Para acceder a los vehículos, utilizaba la técnica de la tapa de alcantarilla: levantaba las pesadas rejillas o tapas de hierro de la vía pública y las lanzaba contra las ventanillas laterales. En otros casos, empleaba palancas y destornilladores de grandes dimensiones para “doblar” los marcos de las puertas, causando daños que, en muchas ocasiones, superaban el valor de lo sustraído (gafas de sol, calderilla, ropa o pequeños dispositivos electrónicos).
El desafío de la reincidencia: Detenido y libre en menos de 48 horas
Lo que más ha indignado a la opinión pública de Carlet y alrededores es la facilidad con la que el autor regresaba a las calles:
Primer asalto (Benimodo): Fue sorprendido literalmente con las manos en la masa. Tras intentar huir a pie, los agentes le interceptaron con herramientas de robo y objetos robados de dos coches distintos. El juez dictó libertad provisional.
Segundo asalto (Carlet): Apenas 8 días después de su primera detención, la Policía Local de Carlet lo vuelve a cazar in fraganti. Se le imputan dos robos más esa misma noche. Nuevamente, la ley le permite salir del juzgado por su propio pie.
La clave: Cámaras de vigilancia y “paciencia” policial
Conscientes de que la alarma social estaba creciendo, el área de investigación de la Guardia Civil de Carlet cambió de estrategia. En lugar de esperar a pillarlo en la calle, realizaron un exhaustivo análisis forense de las cámaras de videovigilancia del Ayuntamiento de Carlet.
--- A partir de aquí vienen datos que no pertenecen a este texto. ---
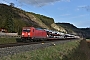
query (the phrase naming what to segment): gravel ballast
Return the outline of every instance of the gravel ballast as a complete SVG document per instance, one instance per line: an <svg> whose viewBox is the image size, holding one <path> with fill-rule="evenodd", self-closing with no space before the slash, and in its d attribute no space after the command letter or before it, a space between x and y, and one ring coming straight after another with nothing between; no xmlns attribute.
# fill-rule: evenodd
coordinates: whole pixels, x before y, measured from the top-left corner
<svg viewBox="0 0 90 60"><path fill-rule="evenodd" d="M71 40L54 41L54 42L49 42L49 43L30 44L30 45L23 45L23 46L0 48L0 57L8 56L8 55L14 55L17 53L31 51L31 50L36 50L39 48L45 48L48 46L54 46L54 45L69 42L69 41L71 41Z"/></svg>

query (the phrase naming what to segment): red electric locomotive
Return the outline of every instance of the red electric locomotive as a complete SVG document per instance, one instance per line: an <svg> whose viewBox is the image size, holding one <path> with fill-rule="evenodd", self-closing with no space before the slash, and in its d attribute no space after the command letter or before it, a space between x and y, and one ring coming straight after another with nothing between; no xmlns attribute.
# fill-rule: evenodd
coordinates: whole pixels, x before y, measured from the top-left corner
<svg viewBox="0 0 90 60"><path fill-rule="evenodd" d="M34 27L23 27L22 41L38 41L38 40L46 40L47 39L47 32L42 29L36 29Z"/></svg>

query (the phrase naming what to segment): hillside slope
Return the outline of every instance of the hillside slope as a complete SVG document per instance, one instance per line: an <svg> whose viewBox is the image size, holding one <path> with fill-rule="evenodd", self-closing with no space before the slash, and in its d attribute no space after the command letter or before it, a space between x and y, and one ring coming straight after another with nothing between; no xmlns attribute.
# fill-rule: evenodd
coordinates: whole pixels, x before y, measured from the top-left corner
<svg viewBox="0 0 90 60"><path fill-rule="evenodd" d="M79 35L80 37L90 38L90 28L77 28L70 23L56 23L56 25L63 27L67 33Z"/></svg>
<svg viewBox="0 0 90 60"><path fill-rule="evenodd" d="M34 26L90 38L90 28L77 28L70 23L55 23L54 19L33 12L26 12L11 5L0 4L0 28L21 34L22 27Z"/></svg>
<svg viewBox="0 0 90 60"><path fill-rule="evenodd" d="M20 34L24 26L34 26L36 28L66 32L64 28L60 28L56 24L54 24L54 26L57 27L53 27L53 24L53 18L26 12L11 5L0 4L0 28L5 28L8 32L18 32Z"/></svg>

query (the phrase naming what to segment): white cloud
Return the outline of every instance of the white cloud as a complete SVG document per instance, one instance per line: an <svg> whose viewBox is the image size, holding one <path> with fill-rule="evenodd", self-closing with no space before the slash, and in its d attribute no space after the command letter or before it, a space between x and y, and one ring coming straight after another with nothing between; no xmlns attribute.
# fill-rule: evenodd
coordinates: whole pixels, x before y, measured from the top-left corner
<svg viewBox="0 0 90 60"><path fill-rule="evenodd" d="M71 2L71 0L62 0L62 1L65 1L65 2Z"/></svg>
<svg viewBox="0 0 90 60"><path fill-rule="evenodd" d="M70 0L0 0L0 2L4 3L14 3L19 2L19 4L29 4L37 7L42 7L48 4L54 4L55 2L70 2Z"/></svg>
<svg viewBox="0 0 90 60"><path fill-rule="evenodd" d="M19 0L21 3L30 4L38 7L42 7L48 4L53 4L54 2L59 1L67 1L70 2L70 0Z"/></svg>
<svg viewBox="0 0 90 60"><path fill-rule="evenodd" d="M0 0L0 3L9 4L10 1Z"/></svg>
<svg viewBox="0 0 90 60"><path fill-rule="evenodd" d="M88 5L78 6L78 8L83 8L83 9L86 9L87 11L90 11L90 6Z"/></svg>

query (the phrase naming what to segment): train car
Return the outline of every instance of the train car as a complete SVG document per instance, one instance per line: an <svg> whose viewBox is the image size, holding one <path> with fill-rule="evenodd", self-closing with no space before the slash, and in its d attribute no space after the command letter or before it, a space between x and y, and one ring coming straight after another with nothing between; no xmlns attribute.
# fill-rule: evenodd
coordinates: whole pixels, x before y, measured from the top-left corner
<svg viewBox="0 0 90 60"><path fill-rule="evenodd" d="M58 31L46 30L48 39L64 39L64 33Z"/></svg>
<svg viewBox="0 0 90 60"><path fill-rule="evenodd" d="M38 40L46 40L47 32L42 29L36 29L34 27L23 27L21 40L22 41L38 41Z"/></svg>
<svg viewBox="0 0 90 60"><path fill-rule="evenodd" d="M71 34L65 34L64 35L65 39L75 39L75 35L71 35Z"/></svg>
<svg viewBox="0 0 90 60"><path fill-rule="evenodd" d="M74 39L75 35L65 34L58 31L39 29L34 27L23 27L21 40L27 41L40 41L40 40L61 40L61 39Z"/></svg>

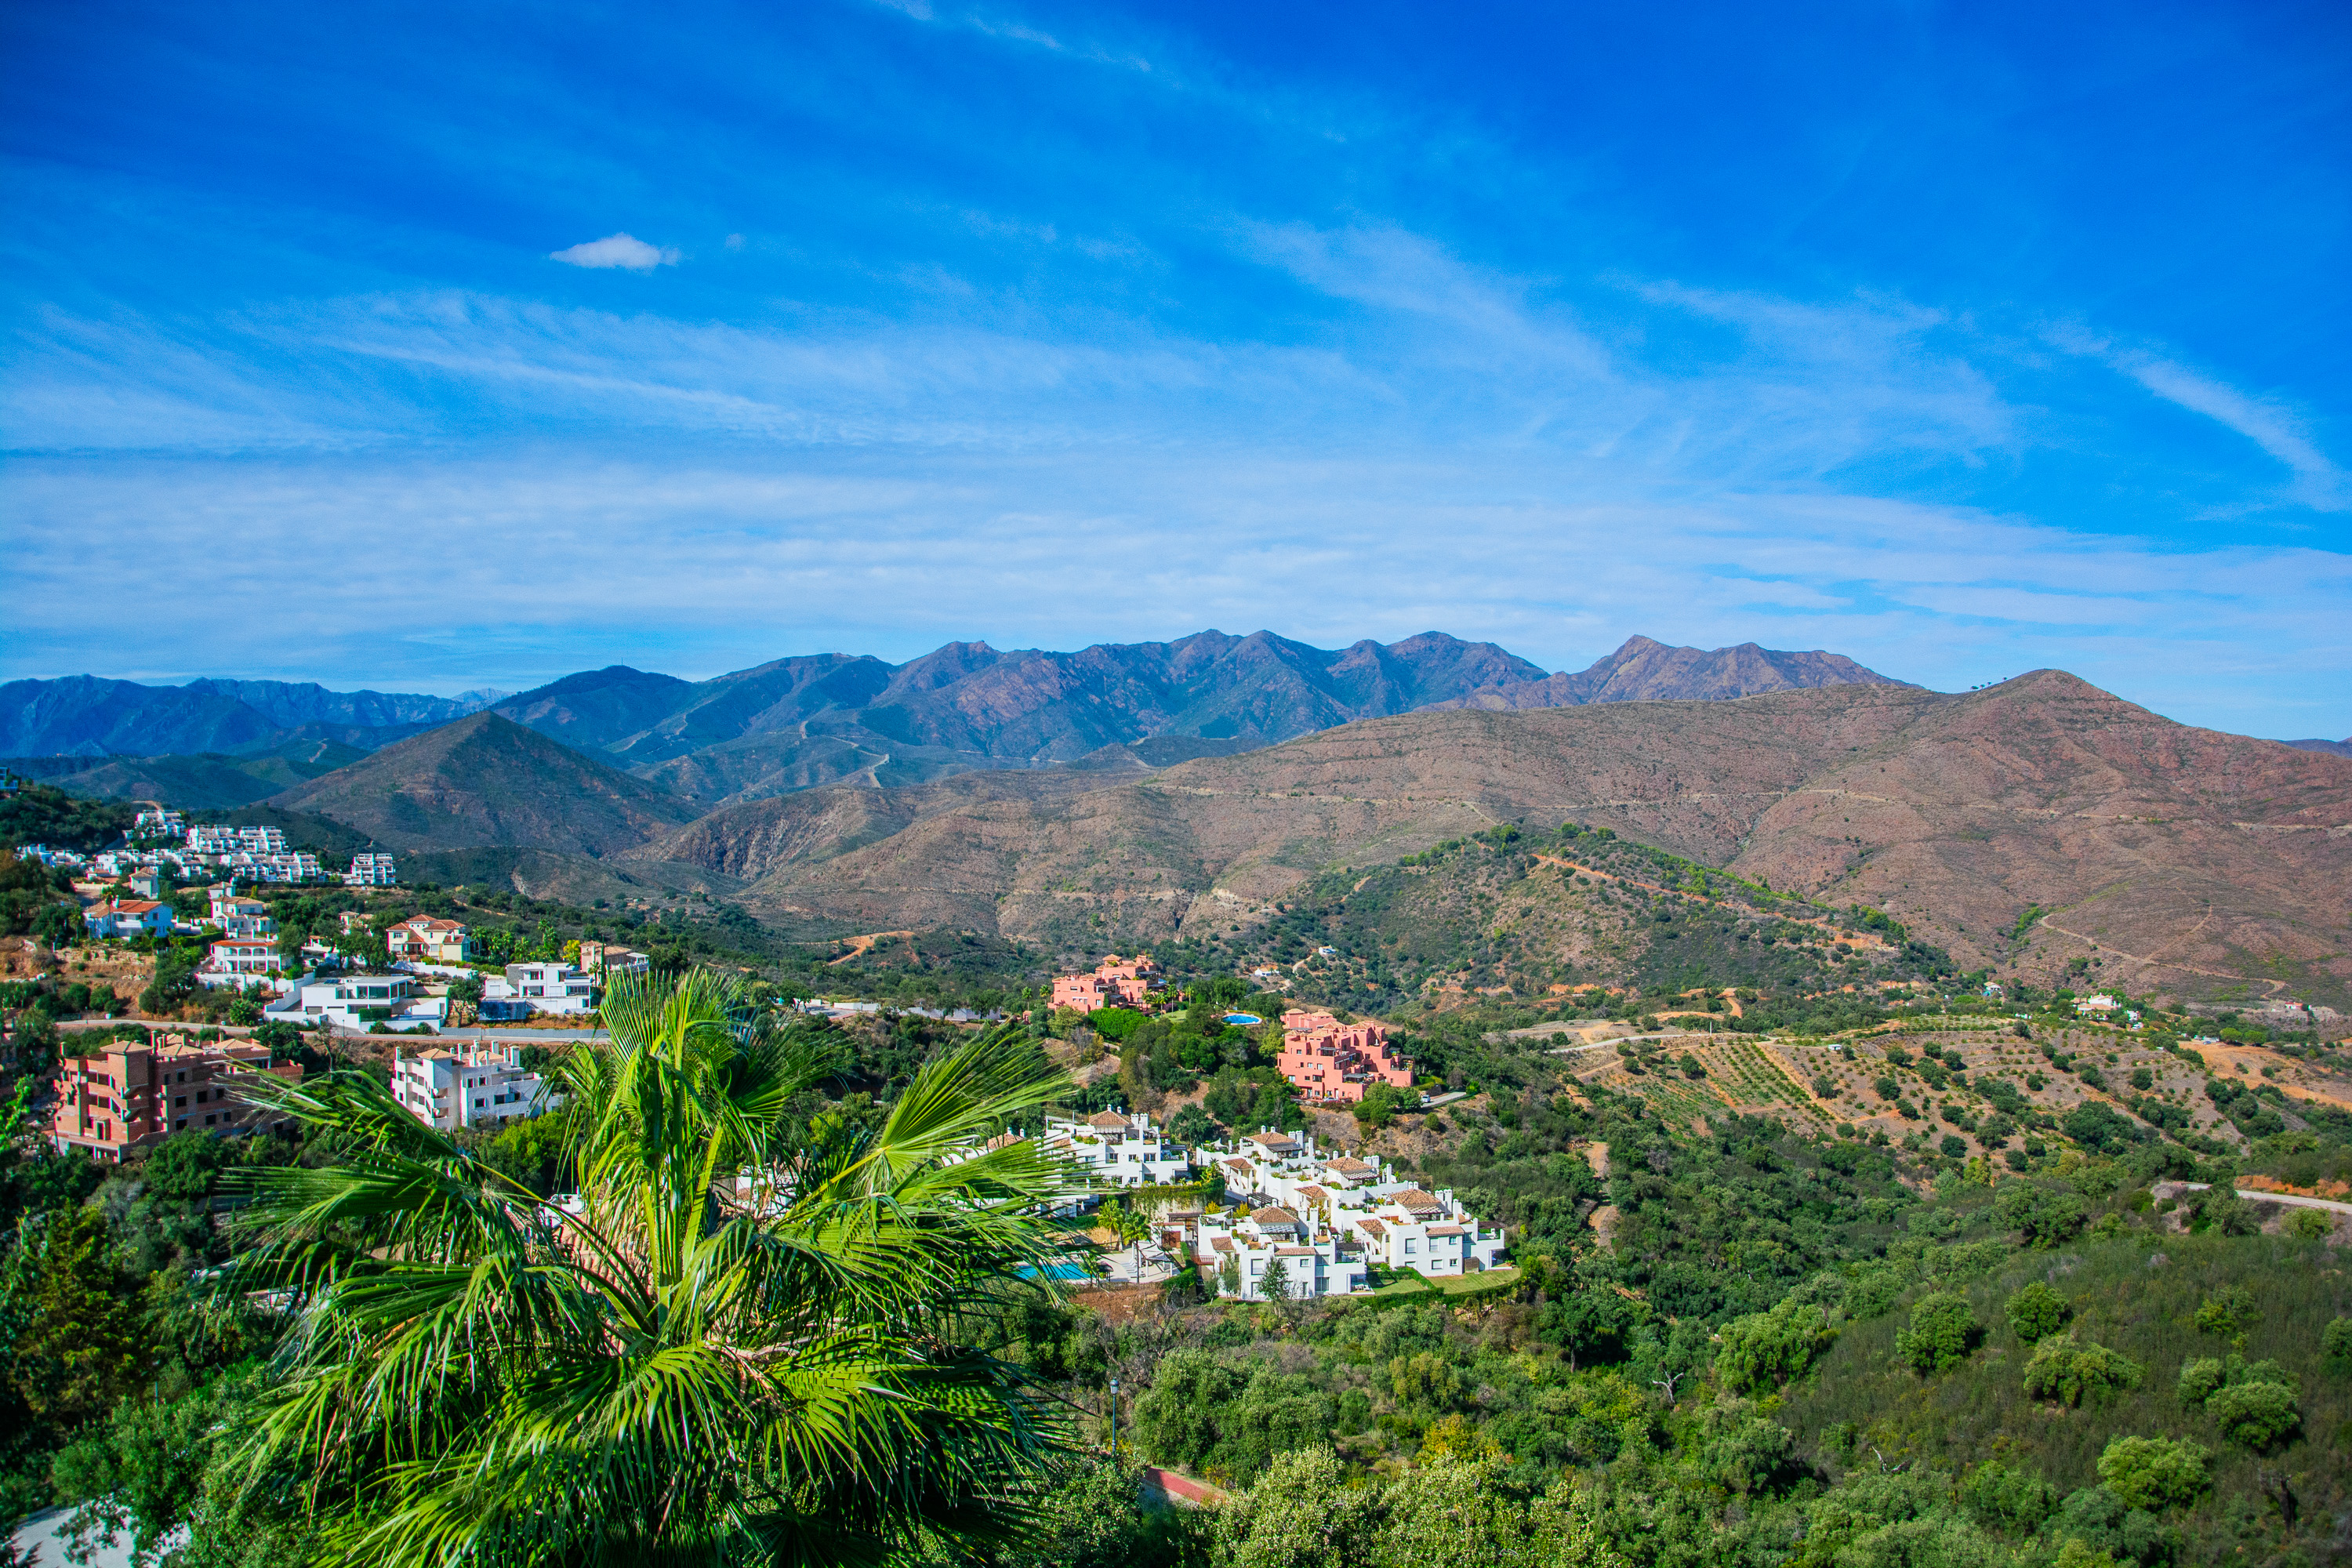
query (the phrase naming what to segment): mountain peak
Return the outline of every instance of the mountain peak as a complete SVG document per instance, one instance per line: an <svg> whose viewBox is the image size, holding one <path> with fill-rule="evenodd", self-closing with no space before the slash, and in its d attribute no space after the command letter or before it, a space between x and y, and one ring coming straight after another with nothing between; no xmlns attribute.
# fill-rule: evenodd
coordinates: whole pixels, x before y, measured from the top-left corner
<svg viewBox="0 0 2352 1568"><path fill-rule="evenodd" d="M1821 648L1806 653L1756 643L1734 647L1674 647L1635 635L1617 651L1570 674L1507 681L1431 708L1578 708L1591 702L1725 701L1767 691L1822 686L1908 686Z"/></svg>
<svg viewBox="0 0 2352 1568"><path fill-rule="evenodd" d="M395 849L509 845L584 855L634 848L698 814L491 709L396 741L270 804Z"/></svg>

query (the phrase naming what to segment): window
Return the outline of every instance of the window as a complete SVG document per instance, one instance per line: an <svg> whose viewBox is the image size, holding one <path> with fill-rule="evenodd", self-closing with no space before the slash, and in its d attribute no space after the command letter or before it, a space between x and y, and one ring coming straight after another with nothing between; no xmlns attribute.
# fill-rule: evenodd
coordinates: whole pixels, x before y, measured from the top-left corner
<svg viewBox="0 0 2352 1568"><path fill-rule="evenodd" d="M1250 1259L1250 1272L1251 1272L1252 1274L1263 1274L1263 1273L1265 1273L1265 1259L1264 1259L1263 1258L1251 1258L1251 1259Z"/></svg>
<svg viewBox="0 0 2352 1568"><path fill-rule="evenodd" d="M1404 1249L1405 1249L1405 1253L1406 1253L1406 1255L1407 1255L1408 1257L1410 1257L1412 1254L1416 1253L1416 1252L1418 1252L1418 1251L1420 1251L1420 1250L1421 1250L1421 1243L1419 1243L1419 1242L1417 1242L1417 1241L1413 1240L1413 1239L1412 1239L1412 1237L1407 1237L1405 1238Z"/></svg>

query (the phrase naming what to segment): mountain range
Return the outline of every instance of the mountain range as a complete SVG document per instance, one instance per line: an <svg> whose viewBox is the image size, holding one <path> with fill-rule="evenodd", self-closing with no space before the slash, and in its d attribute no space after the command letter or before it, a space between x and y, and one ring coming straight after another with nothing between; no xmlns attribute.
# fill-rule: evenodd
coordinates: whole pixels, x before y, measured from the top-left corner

El visionado de decenas de horas de grabación permitió a los investigadores ponerle cara y nombre a otros 4 delitos adicionales que hasta entonces no tenían autor confirmado. Esta acumulación de cargos (17 delitos en total: 13 robos con fuerza, 3 hurtos y un delito de daños) fue la que finalmente inclinó la balanza.
Prisión provisional: Un respiro para la comarca
En su tercera comparecencia ante el Juzgado de Primera Instancia e Instrucción número 1 de Carlet, y ante la evidencia de que el joven de 27 años no pensaba cesar en su actividad, se decretó finalmente su ingreso en prisión provisional.
Balance final del caos:
Carlet: Principal zona de operaciones con robos en cascos urbanos y parkings periféricos.
Benimodo y L’Alcúdia: Puntos de incursión rápida aprovechando la cercanía geográfica.
Perfil del autor: Español, 27 años, con conocimientos de la zona y alta movilidad nocturna.
Desde Sucesos Valencia seguiremos pendientes de si, tras su ingreso en prisión, las denuncias en la zona caen drásticamente, lo que confirmaría que estábamos ante un delincuente “monopolista” de esta tipología de robos en la comarca.